I’m on my way to upstate New York for my first-ever silent meditation retreat. I’m a little scared, being that I am someone who literally talks for a living. But any fears of a silence-induced breakdown are overwhelmed by the extreme dread I feel knowing that I’m gonna have to spend several days away from what is currently my favorite TV show.
My current favorite TV show didn’t make any best-of lists this year. Its actors and writers did no press. It’s not up for any awards. This is because the show is almost 20 years old. I am rewatching AMC’s Breaking Bad, and it is low-key (high-key) taking over my life.
I watch an episode or two (or three) every night I don’t have plans. On nights when I wake up at 2 or 3 AM for no reason, I watch a little Breaking Bad. I’ve snuck portions of episodes on my iPhone in doctor’s waiting rooms, or most recently, the Verizon store, when I was waiting for some repairs. It’s like a gritty, crime-filled, methy lullaby for me. During our recent atmospheric river here in Los Angeles, I spent maybe two days holed up inside, making pasta and bingeing Breaking Bad.
You don’t need me to tell you this show is great. Let’s be honest: the last thing anyone needs is a middle-aged male podcaster telling them how good Breaking Bad is. But, I will say that this beautiful moment of television nostalgia I am in seems to be part of a larger trend, at least for me. To wit: for the last week or so, my most-played artist while zipping through LA traffic or walking Wesley Snipes the pitbull has been Santigold. And, like, Santigold’s FIRST album, titled Santogold, which came out — you guessed it — almost 20 years ago.
These last two weeks of TV and music nostalgia have been pure bliss. I have not found myself missing anything new. I have not found myself feeling FOMO about any discussions of current music or TV. I ended up at an album release party with a fellow entertainment journalist this week. She covers music, so I asked her what her favorite pop of the year was. She frowned and told me 2025 was pretty slim pickings. I agreed.
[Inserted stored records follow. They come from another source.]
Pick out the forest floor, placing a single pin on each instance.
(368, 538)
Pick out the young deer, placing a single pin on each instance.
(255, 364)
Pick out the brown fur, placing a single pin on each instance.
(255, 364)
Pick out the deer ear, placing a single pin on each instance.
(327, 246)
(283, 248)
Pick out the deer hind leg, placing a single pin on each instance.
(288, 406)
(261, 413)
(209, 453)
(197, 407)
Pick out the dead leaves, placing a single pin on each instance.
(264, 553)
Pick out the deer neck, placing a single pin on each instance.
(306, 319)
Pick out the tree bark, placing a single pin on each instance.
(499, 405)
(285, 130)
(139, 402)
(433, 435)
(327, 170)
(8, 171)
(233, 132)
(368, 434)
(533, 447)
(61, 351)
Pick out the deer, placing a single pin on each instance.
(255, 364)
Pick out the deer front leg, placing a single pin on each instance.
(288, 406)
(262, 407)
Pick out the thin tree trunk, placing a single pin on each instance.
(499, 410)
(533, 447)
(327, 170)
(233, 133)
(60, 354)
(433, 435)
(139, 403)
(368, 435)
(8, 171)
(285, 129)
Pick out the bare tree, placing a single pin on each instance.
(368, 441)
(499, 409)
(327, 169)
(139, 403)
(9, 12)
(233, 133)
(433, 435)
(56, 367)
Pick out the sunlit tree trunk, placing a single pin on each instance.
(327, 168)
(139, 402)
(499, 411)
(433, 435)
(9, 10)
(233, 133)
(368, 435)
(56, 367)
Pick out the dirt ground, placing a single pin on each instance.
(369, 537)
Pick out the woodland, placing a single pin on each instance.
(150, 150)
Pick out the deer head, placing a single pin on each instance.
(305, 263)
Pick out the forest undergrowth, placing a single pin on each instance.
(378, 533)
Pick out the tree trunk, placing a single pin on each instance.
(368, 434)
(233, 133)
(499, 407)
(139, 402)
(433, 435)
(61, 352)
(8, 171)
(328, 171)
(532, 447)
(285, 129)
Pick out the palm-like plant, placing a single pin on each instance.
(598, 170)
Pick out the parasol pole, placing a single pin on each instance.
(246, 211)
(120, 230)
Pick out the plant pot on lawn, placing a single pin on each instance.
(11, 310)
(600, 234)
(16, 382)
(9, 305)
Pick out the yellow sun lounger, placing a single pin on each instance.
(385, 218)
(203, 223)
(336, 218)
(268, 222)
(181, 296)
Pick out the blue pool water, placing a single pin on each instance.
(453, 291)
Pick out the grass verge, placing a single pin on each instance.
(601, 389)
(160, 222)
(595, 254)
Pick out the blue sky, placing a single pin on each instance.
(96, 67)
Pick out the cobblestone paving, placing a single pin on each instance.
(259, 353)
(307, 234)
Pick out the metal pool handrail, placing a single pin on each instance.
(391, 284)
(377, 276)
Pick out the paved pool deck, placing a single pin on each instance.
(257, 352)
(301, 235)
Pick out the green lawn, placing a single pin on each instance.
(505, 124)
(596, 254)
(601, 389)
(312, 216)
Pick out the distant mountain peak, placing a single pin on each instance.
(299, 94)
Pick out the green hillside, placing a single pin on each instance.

I then proceeded to go back in time, forgetting the present, to think about all the Breaking Bad I’d watch when I got home, and how good listening to Santogold on the drive would be.
I’ve tried to compartmentalize the recent nostalgia streak in my consumption. Make it small and individual, and personalized. Maybe I love the old stuff because I’m middle-aged. It’s been documented in detail: at a certain age, we all stop seeking out new pop culture — music especially — and just keep returning to the sounds and images that sustained us in our youth.
Or maybe it’s because Breaking Bad is just perfect, and everyone who’s ever experienced that show needs to experience it again at some point. (Same for Santigold’s debut.) But I keep thinking that I’m not alone in this. Pop culture nostalgia has always been with us, but today, it seems nostalgia is ruling all of pop culture.
There’s a very interesting streaming stat that continually blows my mind. Some 70 percent of all streaming music on Spotify is “catalog,” meaning music 18 months old or older. We now have access to just about any song ever recorded, on demand, and we increasingly want the older stuff.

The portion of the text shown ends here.